Can we find one that works before it’s too late? – If we can’t burn gas maybe we can burn grass. But if we get that grass from our prairies, we may be destroying some of our wildlife. Spraying DDT almost caused a silent spring. Will ethanol do the same thing?
The unintended consequence of crop-based biofuels may be the loss of wildlife habitat, particularly that of the birds who call this country’s grasslands home. This is not happening because we’re turning grass into gas, it’s because we are clearing so much prairie in order to plant more corn.
The rapidly growing demand for corn ethanol, fueled by a government mandate to produce 136 billion liters of biofuel by 2022 (more than 740% more than was produced in 2006) and federal subsidies to farmers to grow corn, is causing a land-use change on a scale not seen since virgin prairies were plowed and enormous swaths of the country’s forests were first cut down to grow food crops.

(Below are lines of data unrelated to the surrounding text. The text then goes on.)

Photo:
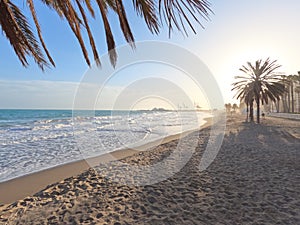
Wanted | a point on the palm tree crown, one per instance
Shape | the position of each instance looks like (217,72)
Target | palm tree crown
(259,84)
(174,13)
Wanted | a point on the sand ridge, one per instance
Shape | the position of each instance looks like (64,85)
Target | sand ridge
(255,179)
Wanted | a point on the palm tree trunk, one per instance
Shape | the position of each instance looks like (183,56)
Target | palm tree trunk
(251,111)
(247,111)
(292,96)
(257,109)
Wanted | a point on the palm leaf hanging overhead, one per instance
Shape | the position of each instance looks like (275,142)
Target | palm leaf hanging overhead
(174,13)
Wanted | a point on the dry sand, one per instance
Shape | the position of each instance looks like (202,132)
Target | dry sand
(255,179)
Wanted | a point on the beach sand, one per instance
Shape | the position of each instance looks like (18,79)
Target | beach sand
(255,179)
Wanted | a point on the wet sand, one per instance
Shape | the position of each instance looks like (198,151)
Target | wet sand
(255,179)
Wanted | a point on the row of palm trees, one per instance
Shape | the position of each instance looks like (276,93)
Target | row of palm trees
(259,85)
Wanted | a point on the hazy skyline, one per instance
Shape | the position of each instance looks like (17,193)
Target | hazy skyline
(239,31)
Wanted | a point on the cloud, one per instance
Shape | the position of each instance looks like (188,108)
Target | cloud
(37,94)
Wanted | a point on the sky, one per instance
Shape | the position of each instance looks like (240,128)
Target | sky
(237,32)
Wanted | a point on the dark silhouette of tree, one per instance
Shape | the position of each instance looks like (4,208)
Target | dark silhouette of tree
(259,84)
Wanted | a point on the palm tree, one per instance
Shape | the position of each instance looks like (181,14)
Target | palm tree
(259,84)
(234,107)
(297,90)
(174,13)
(228,107)
(245,94)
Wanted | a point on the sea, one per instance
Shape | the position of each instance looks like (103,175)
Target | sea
(35,140)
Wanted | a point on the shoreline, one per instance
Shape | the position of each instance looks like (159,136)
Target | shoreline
(20,187)
(254,179)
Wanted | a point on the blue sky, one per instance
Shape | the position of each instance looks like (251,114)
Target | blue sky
(239,31)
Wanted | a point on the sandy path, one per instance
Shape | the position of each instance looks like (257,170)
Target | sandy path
(255,179)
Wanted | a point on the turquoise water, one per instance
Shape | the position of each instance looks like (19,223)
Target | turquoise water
(33,140)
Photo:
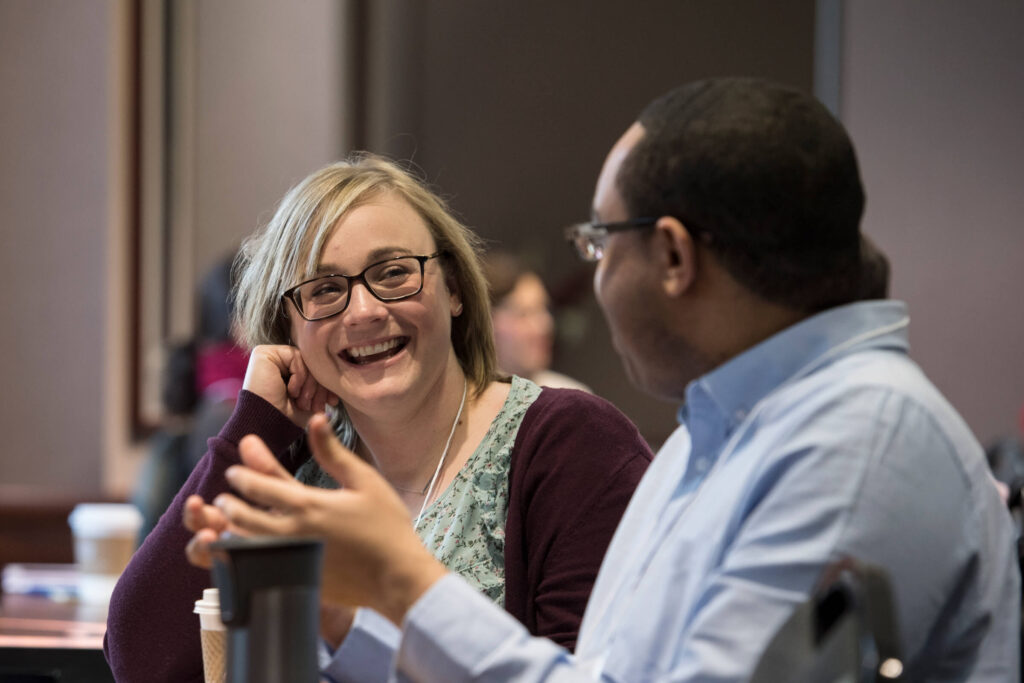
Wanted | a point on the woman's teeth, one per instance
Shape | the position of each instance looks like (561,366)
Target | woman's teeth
(375,351)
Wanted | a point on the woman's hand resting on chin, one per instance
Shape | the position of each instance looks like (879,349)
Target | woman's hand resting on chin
(278,374)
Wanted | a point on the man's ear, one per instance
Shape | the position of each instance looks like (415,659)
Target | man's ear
(676,256)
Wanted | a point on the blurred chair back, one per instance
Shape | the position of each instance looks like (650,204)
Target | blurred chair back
(848,632)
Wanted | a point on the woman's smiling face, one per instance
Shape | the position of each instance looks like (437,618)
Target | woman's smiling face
(373,350)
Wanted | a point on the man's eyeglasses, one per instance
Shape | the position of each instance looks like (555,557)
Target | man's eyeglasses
(390,280)
(589,239)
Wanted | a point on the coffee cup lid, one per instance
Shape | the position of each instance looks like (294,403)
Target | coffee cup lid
(96,519)
(210,603)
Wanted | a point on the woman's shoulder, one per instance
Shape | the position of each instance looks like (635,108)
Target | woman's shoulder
(563,423)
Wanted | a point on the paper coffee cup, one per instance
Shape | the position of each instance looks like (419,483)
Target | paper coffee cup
(213,635)
(104,536)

What’s the solution? There are at least two ways to produce bioenergy without destroying wildlife. One is to use biomass sources that don’t require additional land, such as agricultural residues and other wastes from municipal, animal, food and forestry industries. Another is to grow native perennials (that’s a nice word for weeds) such as switchgrass.
But forget all those boring biofuels, let’s run our cars on chocolate! Can the idea of ‘green motorsport’ actually work? Yes, according to researcher Kerry Kirwan, who led the research team which designed and built the world’s first fully sustainable Formula 3 racing car.
The car is made from woven flax, recycled carbon fiber, recycled resin and carrot pulp for the steering wheel. It runs on biofuel made from chocolate and animal fats and is lubricated with plant oils. But it’s not just an environmentally friendly car, it is also fast. The car has a top speed of 135 mph, can achieve 0-60 in 2.5 seconds and is turbo charged to give it more torque.